N. MARTÍN, S/C de Tenerife
Nacionalistas y populares llegaron ayer al Pleno del Parlamento con una pequeña -aunque de calado- reforma electoral debajo del brazo y salieron de allí con un órdago a la grande del portavoz adjunto de los socialistas, Julio Cruz, que fue más allá y reto a ambos a ahondar en los cambios y llegar a la siempre compleja cuestión de los exigentes topes electorales de la legislación canaria.
Cruz anunció en la Cámara la presentación de una enmienda que los situaría en el 3% insular y en el 15% regional, la mitad de los actualmente vigentes y que ya estaban contemplados en el nuevo Estatuto de Autonomía, por lo que no entrarían en vigor antes del final de la legislatura.
La propuesta socialista fue realizada ayer durante el debate de prinmera lectura del proyecto de ley que se votará finalmente el próximo 16 de abril en el que, previsiblemente, será el último pleno de la legislatura.
La propuesta del Gobierno pretende que el escrutinio del voto emigrante no se inicie al tercer día de cerrar las urnas, sino al octavo y hasta el undécimo, lo que evitaría, a juicio de CC y PP, que un mal funcionamiento de los servicios de correo deje sin contabilizar miles de sufragios, como ha ocurrido en convocatorias anteriores.
Mientras el consejero de Presidencia del Ejecutivo regional, José Miguel Ruano, defendió que la reforma tiene como único fin hacer efectivo el derecho a voto de los emigrantes y que éstos no se queden sin hacerlo efectivo únicamente por cuestiones técnicas, el diputado de CC Alfredo Belda incidió que se trata de facilitar el ejercicio del sufragio y acusó a los socialistas de oponerse porque consideran que la propuesta no les beneficia.

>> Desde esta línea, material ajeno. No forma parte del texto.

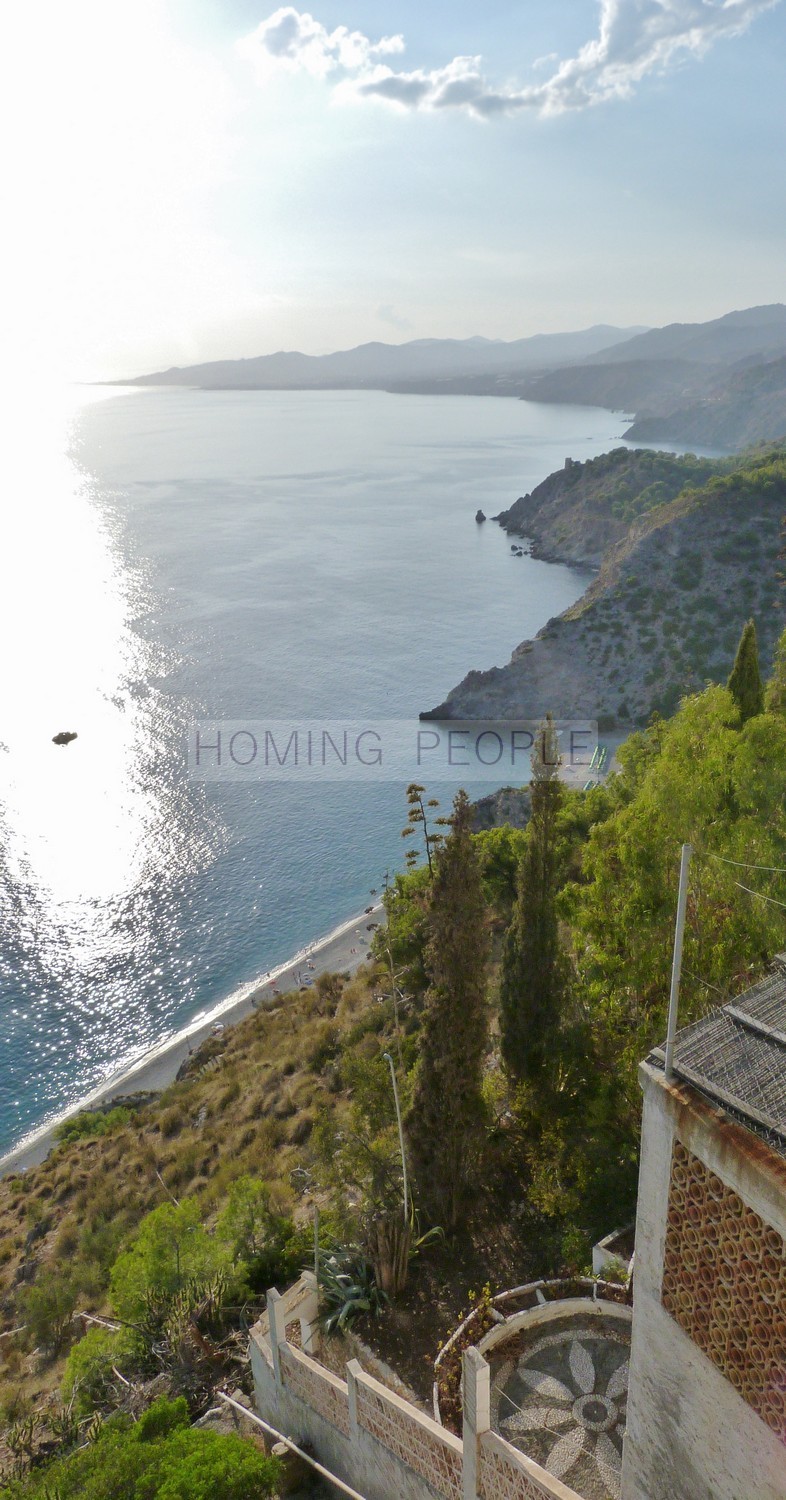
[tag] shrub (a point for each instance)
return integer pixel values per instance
(47, 1308)
(161, 1457)
(170, 1250)
(89, 1124)
(89, 1374)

"¿Por qué no quieren facilitar ese ejercicio? ¿será porque las cuentas no les salen?", se preguntó Belda, quien insistió en que la reforma se aplicará ya en estas elecciones pese a las dudas de los socialistas al respecto.

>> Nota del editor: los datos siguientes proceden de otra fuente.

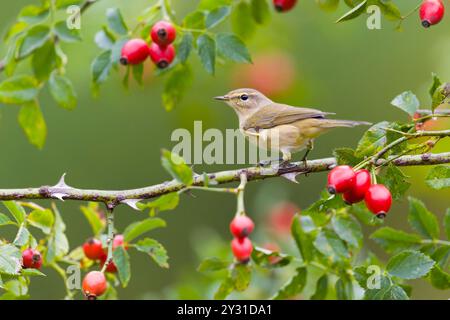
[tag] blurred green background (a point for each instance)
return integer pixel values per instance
(305, 59)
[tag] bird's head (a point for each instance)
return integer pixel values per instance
(244, 101)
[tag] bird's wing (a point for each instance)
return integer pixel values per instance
(276, 114)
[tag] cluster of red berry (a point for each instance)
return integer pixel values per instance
(357, 186)
(161, 50)
(94, 283)
(431, 12)
(284, 5)
(241, 227)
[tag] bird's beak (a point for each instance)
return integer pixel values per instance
(222, 98)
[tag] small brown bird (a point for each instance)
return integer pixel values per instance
(296, 128)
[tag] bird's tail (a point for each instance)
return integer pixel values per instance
(334, 123)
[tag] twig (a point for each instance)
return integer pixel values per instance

Poco antes, Julio Cruz se había mostrado convencido de que la ley entraría en vigor después de las elecciones al considerar que, de lo contrario, supondría cambiar las reglas del juego, el sistema electoral, una vez que han sido convocadas las elecciones. "Sería -añadió- jugar con una baraja trucadas", al tiempo que pidió consenso para abordar una reforma tan importante.
En la misma línea, el portavoz del Grupo Popular, Jorge Rodríguez, que semanas antes había adelantado la posición contraria de los suyos al proyecto de ley, recordó que las instituciones deben conformarse según la voluntad mayoritaria de los ciudadanos e incidió en que "se ha constatado la llegada de numerosos votos fuera de plazo determinado por la ley" a pesar de haber ejercido el voto "en tiempo y forma", por lo que defendió la reforma para "minimizar que buen número de votos se pierdan por el camino" y equiparar así las oportunidades de emitir su sufragio a residentes y emigrantes.

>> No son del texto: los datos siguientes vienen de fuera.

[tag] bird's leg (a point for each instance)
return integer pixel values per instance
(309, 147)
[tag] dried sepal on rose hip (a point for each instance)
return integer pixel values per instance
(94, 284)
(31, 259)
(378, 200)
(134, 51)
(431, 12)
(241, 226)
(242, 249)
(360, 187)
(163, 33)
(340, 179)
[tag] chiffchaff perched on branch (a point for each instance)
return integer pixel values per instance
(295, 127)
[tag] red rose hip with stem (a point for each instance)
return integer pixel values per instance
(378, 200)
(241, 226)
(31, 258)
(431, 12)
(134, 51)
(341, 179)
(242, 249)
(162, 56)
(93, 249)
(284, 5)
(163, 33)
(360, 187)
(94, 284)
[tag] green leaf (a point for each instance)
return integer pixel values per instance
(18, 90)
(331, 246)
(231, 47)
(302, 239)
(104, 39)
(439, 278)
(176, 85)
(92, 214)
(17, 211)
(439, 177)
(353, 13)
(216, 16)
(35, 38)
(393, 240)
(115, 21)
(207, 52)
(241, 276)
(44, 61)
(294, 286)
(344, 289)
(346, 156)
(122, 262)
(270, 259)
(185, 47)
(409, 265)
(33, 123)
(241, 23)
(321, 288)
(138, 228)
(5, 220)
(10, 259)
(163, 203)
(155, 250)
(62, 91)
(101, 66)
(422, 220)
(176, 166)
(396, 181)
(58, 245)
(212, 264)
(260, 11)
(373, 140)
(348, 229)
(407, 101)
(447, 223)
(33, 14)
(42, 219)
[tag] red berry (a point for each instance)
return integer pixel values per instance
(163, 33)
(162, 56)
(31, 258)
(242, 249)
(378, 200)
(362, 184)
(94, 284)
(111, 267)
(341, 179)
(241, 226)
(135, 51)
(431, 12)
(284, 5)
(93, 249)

Pero el portavoz adjunto de los socialistas tenía guardada una baza: si el resto de grupos están por la labor de modificar la ley electoral para garantizar el derecho a voto de los emigrantes, dijo, debían apoyar también la rebaja de los topes para asegurar que un buen número de votos a formaciones minoritarias no se queden fuera del sistema.
"Si hay algo que reformar en Canarias no es el plazo del recuento, sino las barreras electorales y el derecho de acceso de las fuerzas que tienen votos y no están sentadas en esta Cámara", explicó.
"En los próximos días veremos. Ésta es la oportunidad de que el futuro Parlamento refleje la pluralidad. Para los socialistas -añadió-, tener el 3% y el 15% de los votos son razones suficientes para estar en esta Cámara".